Cells were fixed with 4% formaldehyde in PHEM (60 mM Pipes, 25 mM Hepes, 10 mM EGTA, and 2 mM MgCl2, pH 6.9) and permeablized for immunostaining. Spindle morphology was examined by staining microtubules and kinetochores with a monoclonal anti-α-tubulin antibody and CREST antisera, or a combination of α-tubulin and pericentrin. Images for co-localization of PTEN and EG5 were acquired using a Leica TCS SP5 confocal microscope.

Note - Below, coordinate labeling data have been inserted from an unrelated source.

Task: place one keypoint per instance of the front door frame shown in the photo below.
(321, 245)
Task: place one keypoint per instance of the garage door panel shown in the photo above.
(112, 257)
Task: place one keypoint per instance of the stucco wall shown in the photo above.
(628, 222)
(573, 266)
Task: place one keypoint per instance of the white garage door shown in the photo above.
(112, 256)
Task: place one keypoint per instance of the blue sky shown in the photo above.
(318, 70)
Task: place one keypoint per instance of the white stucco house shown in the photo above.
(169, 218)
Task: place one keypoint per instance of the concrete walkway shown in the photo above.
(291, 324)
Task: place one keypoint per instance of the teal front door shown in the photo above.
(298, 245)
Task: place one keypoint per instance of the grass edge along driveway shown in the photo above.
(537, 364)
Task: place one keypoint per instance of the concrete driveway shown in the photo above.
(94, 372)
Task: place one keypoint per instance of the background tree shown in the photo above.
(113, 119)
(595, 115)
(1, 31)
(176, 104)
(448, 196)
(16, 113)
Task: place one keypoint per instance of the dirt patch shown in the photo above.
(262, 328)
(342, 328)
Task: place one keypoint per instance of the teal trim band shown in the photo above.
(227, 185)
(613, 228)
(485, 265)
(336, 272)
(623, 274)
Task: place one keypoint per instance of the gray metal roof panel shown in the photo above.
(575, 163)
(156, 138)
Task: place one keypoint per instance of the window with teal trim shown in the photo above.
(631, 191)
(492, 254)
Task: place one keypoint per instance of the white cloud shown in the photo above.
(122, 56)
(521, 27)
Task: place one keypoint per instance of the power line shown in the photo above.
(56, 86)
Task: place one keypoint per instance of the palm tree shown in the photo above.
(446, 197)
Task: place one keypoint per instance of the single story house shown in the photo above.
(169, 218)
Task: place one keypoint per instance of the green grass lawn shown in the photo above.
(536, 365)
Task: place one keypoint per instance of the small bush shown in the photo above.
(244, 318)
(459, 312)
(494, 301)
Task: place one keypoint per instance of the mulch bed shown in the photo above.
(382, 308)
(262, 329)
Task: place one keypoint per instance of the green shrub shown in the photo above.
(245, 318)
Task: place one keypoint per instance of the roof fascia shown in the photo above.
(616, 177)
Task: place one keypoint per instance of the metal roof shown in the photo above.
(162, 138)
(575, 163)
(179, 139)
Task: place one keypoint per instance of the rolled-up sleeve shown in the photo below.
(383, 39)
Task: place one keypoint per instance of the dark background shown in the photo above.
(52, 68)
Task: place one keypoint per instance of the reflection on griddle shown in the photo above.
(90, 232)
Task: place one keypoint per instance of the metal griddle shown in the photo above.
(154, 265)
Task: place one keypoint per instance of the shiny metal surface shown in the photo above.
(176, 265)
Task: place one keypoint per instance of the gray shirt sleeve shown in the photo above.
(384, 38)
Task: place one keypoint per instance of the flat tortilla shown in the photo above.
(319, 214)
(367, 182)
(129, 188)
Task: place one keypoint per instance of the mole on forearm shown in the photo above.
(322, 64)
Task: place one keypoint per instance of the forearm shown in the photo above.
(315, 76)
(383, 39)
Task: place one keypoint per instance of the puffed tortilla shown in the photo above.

Dynamics of cell cycle progression through mitosis were analysed by time-lapse imaging using a Nikon Eclipse TiE microscope. Image acquisition was performed with a × 63 objective (PlanApo/1.4 numerical aperture) enclosed in a humidified incubation chamber with 5% CO2 at 37 °C and images were collected every 3 min for 30–80 h. Images of fixed cells were acquired as z stacks with 0.2–0.4 μm spacing to generate maximum-intensity projection of the entire cell. Imaging data were analysed using the NIS-Elements AR software.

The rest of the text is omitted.